I sent the article to my sister-in-law, who taught at Duchesne High School in Houston for 26 years. She sent the article to the school president who, in turn, sent copies to the entire faculty. Writing and reading broaden the mind. Father Schroth wrote, “The liberal arts help make us human beings,” which sums up the whole article.
It is critical that we increase the study of liberal arts before we turn out students who do not know how to think.
Time to Heal
“Healing Communities” (Editorial, 12/2): The difficulty of mental health issues is very well described in The Soloist, by Steve Lopez. Lopez takes the part of everyman in his quest to help Ayers, a violin player, but the various mental health workers keep saying that Ayers can’t be cured or even treated as fast as Lopez would like.
We, too often, want a problem to just go away. We are looking for what the book Alcoholics Anonymous describes as “an easier, softer way.” As a recovering person, I can attest to the truth and folly of this. For all our caring about people with mental illness and/or addiction, we too often play the part of Lopez, caring and concerned but uneducated in these matters.
We must begin to realize that there is no quick fix, that most if not all the problems in life take a long time to develop and often even longer to make right. We can hope that better insurance coverage will help more people with mental health/addiction problems, but it is really a small part of the whole thing.
Thank you, America. You help people to stop and think and, hopefully, reach out to God for answers that work.
A Good Sacrifice
I appreciated “Love, Naturally,” by Regina Bambrick-Rust (10/28), which reflected on natural family planning. Often our default mode of thinking is to consider contraception convenient and NFP burdensome, which is what I believed at one time. In my medical career, however, I have encountered many women patients harmed by contraception. The effects have ranged from the mild to the devastating: a deep venous blood clot, for instance, requiring months of anticoagulant therapy to reverse.
NFP offers freedom from burdensome medical risks placed exclusively on the woman, and it promotes an embrace of feminine biology in its natural, normal state. NFP also supports the equal dignity of female and male in demanding mutual sacrifice and responsibility of both husband and wife. Yes, NFP requires discipline, but this is where true freedom is found.
We must also consider the damaging effects of contraception on the environment. When synthetic hormones are excreted from the body, they enter the water supply, to which all forms of life are exposed. I ask the readers of America to reconsider their assumptions about life, care for the earth and honor the feminine as they examine the church’s teachings on contraception.

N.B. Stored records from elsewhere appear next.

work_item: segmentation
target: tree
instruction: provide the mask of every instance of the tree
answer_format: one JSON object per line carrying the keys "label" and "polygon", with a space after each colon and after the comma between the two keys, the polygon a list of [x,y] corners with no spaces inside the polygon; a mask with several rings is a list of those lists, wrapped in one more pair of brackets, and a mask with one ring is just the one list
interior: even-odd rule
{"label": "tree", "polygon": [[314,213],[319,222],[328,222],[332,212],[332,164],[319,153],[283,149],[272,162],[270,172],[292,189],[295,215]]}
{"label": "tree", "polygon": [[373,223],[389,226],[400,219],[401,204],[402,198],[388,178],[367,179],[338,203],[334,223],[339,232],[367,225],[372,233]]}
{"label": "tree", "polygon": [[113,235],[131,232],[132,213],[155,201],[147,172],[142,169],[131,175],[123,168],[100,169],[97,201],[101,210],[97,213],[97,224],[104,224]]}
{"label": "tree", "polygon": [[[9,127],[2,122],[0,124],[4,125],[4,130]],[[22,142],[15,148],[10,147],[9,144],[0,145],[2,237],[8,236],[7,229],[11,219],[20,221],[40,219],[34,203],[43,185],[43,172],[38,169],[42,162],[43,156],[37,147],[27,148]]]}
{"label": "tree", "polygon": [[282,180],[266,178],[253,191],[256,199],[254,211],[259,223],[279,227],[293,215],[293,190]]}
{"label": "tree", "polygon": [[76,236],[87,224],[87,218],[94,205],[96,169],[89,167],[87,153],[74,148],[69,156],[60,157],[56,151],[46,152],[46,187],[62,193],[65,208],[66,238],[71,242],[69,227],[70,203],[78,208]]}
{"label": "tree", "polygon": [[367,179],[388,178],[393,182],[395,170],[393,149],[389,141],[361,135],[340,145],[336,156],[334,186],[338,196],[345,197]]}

Readers respond to “Worship at Willow Creek,” by Laurie Ziliak (2/3), about worship in evangelical communities:
I was taught a long time ago that it isn’t what you get from the Mass, it’s what you give to the Mass. While Mass is easier to “enjoy” when the music is perfect, the homily moves you to tears, and the sound system is state of the art, I don’t believe we go to Mass for enjoyment. God’s people are not perfect. I don’t believe the Mass should be perfect—other than the perfection found in the sacrament and the people’s love.
I enjoy many styles of worship, including more modern and upbeat like [Willow Creek] as well as traditional Mass. I’d like better music at Mass, personally. To each her own.